With the sun sinking beneath the horizon earlier and earlier in the lead-up to Halloween, it’s an ideal time to drag a man to one of Toronto’s graveyards.
St James Cemetery
Closest to the Church Wellesley Village is the St James Cemetery, the oldest operating graveyard in Toronto. Extending from Bloor and Parliament streets south to Wellesley St, just east of St James Town, the cemetery has almost 90,000 bodies buried beneath its soil. The site hasn’t shaken its Anglican roots and is linked to the Cathedral of St James, at Church and King streets, known for its gay-positive vibe.
A modest, though not spooky, mausoleum containing the remains of the Austin family stands partially hidden by trees in a sea of tombstones. The cemetery’s meandering pathways, juxtaposed against tombstones that have weathered over 168 years, would serve as an ideal backdrop for a horror film. Incidentally, the nearby Rosedale Ravine is a tried-and-true gay cruising spot.
Mount Pleasant Cemetery
In the interest of being crass, it’s worth noting that anyone who’s anyone is buried at Mount Pleasant Cemetery. Its sprawling, labyrinthine grounds are the final resting place of Glenn Gould, William Lyon Mackenzie King and some iconic Toronto families. The mammoth graveyard contains more than 150,000 corpses, some dating back to the late-19th century. Aging tombstones cling to the sides of the steep hills that punctuate the grounds, and there is an abundance of statues, memorials and family burial chambers.
The Eaton family crypt is a melodramatic affair with high pillars and two menacing lion statues guarding its entrance. The Massey family’s is a castle fit for an elfish king; the compact structure boasts a tower, interior stained glass and a statue at its peak. At the centre of the graveyard sits the massive Mount Pleasant Mausoleum, which contains floor-to-ceiling rows of crypts. Unnervingly, the lights in the hallways are motion sensitive and come on only when the burial chambers are being visited.
Victoria Memorial Square
What the well-dressed men who walk their pooches in Victoria Memorial Square may not realize is that more than 400 corpses are buried just feet beneath the grass. Arguably the oldest cemetery in Toronto, the military burial site just south of the Thompson Hotel, at Wellington and Portland streets, was established in 1764 and closed in 1863. By the early 1880s, nearly all evidence of the graveyard had vanished, thanks to weather, thievery and vandalism, with only a handful of gravestones remaining. The majority of the people buried there were soldiers from Fort York. A memorial at the centre of the park to the War of 1812 was designed by architect Frank Darling and sculptor Walter Seymour Allward and necessitated the excavation of four coffins. A bank of the only remaining tombstones rests at the east side of the park crying out to be noticed.

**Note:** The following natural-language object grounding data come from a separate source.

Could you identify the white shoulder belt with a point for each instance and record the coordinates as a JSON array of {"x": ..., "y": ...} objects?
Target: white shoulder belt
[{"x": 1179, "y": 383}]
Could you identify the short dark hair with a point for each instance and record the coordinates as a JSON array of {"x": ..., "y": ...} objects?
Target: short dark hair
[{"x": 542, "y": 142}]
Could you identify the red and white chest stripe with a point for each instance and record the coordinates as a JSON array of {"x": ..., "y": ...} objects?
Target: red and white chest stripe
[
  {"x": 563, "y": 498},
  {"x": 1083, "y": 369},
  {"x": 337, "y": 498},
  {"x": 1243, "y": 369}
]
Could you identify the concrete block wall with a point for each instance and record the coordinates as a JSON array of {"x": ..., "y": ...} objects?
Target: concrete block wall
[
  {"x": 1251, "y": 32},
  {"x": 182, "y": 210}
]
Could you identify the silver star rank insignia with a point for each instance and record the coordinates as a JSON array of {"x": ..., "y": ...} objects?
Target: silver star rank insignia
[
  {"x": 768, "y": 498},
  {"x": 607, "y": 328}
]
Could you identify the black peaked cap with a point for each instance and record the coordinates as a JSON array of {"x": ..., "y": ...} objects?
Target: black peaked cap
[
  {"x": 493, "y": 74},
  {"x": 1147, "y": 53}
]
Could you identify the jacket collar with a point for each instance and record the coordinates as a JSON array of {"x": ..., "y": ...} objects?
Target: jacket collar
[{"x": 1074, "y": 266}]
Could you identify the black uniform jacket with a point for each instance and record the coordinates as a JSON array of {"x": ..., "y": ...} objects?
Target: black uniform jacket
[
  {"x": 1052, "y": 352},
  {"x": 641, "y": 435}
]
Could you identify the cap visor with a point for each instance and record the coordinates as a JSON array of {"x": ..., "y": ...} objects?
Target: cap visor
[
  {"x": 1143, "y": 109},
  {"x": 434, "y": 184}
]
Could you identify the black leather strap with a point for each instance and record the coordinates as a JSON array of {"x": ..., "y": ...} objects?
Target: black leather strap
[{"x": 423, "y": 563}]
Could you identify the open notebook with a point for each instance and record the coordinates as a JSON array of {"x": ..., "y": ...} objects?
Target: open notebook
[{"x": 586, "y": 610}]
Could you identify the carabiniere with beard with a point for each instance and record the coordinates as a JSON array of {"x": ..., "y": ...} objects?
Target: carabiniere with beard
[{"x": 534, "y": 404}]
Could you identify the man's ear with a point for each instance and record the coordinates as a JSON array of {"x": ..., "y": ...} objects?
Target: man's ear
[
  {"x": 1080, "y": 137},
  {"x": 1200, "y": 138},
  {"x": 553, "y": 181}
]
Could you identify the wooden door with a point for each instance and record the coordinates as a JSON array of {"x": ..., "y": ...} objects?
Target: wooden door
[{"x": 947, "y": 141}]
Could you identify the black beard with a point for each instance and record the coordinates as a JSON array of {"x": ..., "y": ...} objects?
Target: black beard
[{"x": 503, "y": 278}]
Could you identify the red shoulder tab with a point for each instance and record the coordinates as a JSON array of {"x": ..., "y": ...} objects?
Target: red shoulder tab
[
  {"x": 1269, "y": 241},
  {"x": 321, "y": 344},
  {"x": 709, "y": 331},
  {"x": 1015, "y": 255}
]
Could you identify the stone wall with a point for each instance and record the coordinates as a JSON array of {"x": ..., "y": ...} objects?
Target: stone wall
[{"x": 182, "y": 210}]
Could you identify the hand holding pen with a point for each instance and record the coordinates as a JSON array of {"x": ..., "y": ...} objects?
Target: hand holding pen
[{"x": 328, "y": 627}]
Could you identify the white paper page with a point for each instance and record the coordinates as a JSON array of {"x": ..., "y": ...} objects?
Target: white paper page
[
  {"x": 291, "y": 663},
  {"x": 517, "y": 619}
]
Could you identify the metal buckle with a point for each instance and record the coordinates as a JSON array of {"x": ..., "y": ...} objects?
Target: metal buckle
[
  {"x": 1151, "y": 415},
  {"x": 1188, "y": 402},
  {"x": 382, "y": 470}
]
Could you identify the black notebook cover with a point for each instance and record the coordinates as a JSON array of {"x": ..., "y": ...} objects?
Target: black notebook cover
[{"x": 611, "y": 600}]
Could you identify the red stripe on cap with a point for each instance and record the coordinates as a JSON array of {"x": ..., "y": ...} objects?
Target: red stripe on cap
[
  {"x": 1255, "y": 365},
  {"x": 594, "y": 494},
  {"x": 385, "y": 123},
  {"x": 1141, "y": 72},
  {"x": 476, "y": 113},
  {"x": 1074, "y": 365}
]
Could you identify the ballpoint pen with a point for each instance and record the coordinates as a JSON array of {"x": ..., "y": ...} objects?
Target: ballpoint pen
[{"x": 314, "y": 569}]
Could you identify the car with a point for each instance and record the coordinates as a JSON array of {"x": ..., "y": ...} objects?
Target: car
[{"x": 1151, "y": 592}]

Richview Memorial Cemetery
Also known as Chapel Cemetery, Richview Memorial Cemetery is located south of Eglinton Avenue West and is completed enclosed within the cloverleaf of highways 401 and 427. The deafening and manic roads that snake around the burial site, which opened in 1846, don’t allow for a pleasant visiting experience. Traffic to and from Pearson International Airport does little to alleviate this problem. The anemic grounds are almost entirely exposed, with very few trees and little foliage, and the jagged headstones sit just feet from crowded overpasses and crooked chain-link fences. In 2004, gay pop group The Hidden Cameras shot a music video here for the title track of their record Mississauga Goddam
. Shot on Super 8 and directed by frontman Joel Gibb, the video illustrates the unsettling isolation and stark urbanism of the graveyard, as airplanes flying directly overhead make their final, and outrageously loud, descent into the city.
The Necropolis Cemetery is located in gay ol’ Cabbagetown, near Riverdale Farm. Opened in 1850, the graveyard contains approximately 50,000 corpses spaced over well-manicured grounds. It features an impressive number of sculptures from a range of styles and eras. A space where people can leave urns that hold their loved ones’ cremated remains is marked by a stunning, modern, black-granite piece titled Onward by artist Kosso Eloul. Nearby, a designated area for scattering ashes showcases a ghostly sculpture of a family playing around the memorials. The cemetery is the resting place of bodies used for scientific purposes by the University of Toronto and is the site of several notable internments, such as former NDP leader and gay rights champion Jack Layton, veteran AIDS activist Greg Pavelich and Canadian rowing star Ned Hanlan, the namesake of Hanlan’s Point.